A number of explanations are given about their possible origin. Some even traced it to Burma and Tibet. However, it looks like many missed the possible connection between the linga and yoni symbolism of Hinduism and the yin and yang principles of the Chinese culture. It appears that most likely, the yin and yang concepts are of indian origin and the words were derived from the Sanskrit words, yoni and linga respectively. Their respective meanings are also very similar. The linga and yoni motifs are at least 6000 years old in india. They have a prominent place in Hinduism and hindu tantra.
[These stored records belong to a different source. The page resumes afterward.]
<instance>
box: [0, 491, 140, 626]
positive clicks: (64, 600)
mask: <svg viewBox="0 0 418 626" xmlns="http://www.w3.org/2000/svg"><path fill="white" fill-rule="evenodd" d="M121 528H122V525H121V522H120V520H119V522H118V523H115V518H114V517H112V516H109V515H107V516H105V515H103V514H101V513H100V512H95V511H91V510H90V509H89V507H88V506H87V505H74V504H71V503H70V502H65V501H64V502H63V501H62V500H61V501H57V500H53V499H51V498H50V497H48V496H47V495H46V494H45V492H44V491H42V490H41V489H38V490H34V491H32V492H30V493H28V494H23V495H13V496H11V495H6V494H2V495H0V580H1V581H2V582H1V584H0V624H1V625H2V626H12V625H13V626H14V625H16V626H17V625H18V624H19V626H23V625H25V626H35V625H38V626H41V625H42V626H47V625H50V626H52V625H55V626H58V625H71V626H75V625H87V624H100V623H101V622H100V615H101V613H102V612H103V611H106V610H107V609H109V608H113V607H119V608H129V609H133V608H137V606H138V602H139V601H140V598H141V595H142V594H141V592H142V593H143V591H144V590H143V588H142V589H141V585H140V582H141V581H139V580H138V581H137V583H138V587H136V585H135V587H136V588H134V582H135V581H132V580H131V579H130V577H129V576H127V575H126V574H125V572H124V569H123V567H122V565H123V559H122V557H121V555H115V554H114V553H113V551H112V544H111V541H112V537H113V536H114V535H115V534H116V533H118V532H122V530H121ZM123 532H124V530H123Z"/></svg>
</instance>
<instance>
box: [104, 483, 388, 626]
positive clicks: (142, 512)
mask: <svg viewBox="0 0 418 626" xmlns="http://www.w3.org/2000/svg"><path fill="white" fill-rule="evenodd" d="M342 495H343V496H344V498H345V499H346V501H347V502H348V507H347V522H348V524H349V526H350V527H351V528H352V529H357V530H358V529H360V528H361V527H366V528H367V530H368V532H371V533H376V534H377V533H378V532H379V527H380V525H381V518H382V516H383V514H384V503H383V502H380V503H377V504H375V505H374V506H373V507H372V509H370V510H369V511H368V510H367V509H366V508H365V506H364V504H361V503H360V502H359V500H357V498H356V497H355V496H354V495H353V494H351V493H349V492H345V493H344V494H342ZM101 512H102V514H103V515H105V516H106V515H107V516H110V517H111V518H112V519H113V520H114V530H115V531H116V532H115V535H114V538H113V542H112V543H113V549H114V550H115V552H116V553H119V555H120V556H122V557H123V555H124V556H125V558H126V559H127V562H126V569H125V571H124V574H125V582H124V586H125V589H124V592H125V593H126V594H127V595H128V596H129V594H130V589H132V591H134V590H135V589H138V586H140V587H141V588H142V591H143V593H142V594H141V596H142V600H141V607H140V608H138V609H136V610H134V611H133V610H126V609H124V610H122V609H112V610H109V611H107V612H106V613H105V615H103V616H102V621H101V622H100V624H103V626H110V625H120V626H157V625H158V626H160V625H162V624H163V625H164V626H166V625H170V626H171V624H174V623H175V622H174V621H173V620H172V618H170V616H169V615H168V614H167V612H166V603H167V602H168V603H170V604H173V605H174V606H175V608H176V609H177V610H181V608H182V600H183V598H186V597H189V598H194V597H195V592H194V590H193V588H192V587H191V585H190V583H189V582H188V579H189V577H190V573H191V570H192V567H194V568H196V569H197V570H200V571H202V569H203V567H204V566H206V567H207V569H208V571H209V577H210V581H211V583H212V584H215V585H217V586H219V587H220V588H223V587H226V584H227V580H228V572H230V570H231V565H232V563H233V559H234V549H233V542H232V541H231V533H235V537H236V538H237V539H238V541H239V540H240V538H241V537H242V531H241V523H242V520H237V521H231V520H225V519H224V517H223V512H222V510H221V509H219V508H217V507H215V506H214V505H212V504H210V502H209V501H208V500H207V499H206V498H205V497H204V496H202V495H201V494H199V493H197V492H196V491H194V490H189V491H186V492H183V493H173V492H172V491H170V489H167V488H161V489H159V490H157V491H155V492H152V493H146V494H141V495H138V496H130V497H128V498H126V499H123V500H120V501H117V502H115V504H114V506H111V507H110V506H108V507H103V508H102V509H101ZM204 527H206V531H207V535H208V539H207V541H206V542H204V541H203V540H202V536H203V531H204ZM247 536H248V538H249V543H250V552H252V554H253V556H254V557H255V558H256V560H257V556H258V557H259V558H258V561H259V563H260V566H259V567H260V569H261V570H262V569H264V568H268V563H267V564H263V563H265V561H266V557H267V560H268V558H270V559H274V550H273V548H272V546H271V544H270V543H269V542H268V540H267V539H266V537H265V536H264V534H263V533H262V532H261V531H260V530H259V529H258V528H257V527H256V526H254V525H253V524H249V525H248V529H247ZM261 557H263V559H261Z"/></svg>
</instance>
Their meaning is as stated below.
- The linga represents the male principle, purusha, the male sexual organ, shiva, consciousness, and the source of creation.
- The yoni represents the female principle, nature or prakriti, Shakti or the universal energy, female reproductive organ, universal womb, universal mother, mother goddess, and parvati.
Together they represent the totality of the whole creation, and the union of the opposites and dualities. In Hinduism we understand them as shiva and Shakti shivalinga and ardhanariswara. They represent the coming together of the fundamental polarities that are present in existence as the soul and the body consciousness and matter male and female positive and negative and light and darkness. Since ancient times they have been the most popular symbols of Hinduism and an integral part of hindu temple art, iconography spirituality and ritual worship. Considering their relative popularity in both countries the antiquity and popularity of shivalinga and the ancient connection and cultural exchanges between india and china we have a strong reason to believe that the Chinese yang seems to be a corrupt form of the indian word ling or linga and the yin is a corrupt version of the indian word yoni the female reproductive organ and a symbol of Shakti. There are many similarities between hindu and Buddhist tantras. In fact many practices of Mahayana Buddhism and Buddhist tantra are derived from Hinduism only. Both traditions have many identical themes practices concepts and names of deities. Therefore it is very likely that the concept of linga and yoni found its way into china as yin and yang in the early part of their civilization or alternatively the Chinese scholars adapted or incorporated the meaning of their Sanskrit counterparts during the spread of Buddhist tantra in Tibet and china.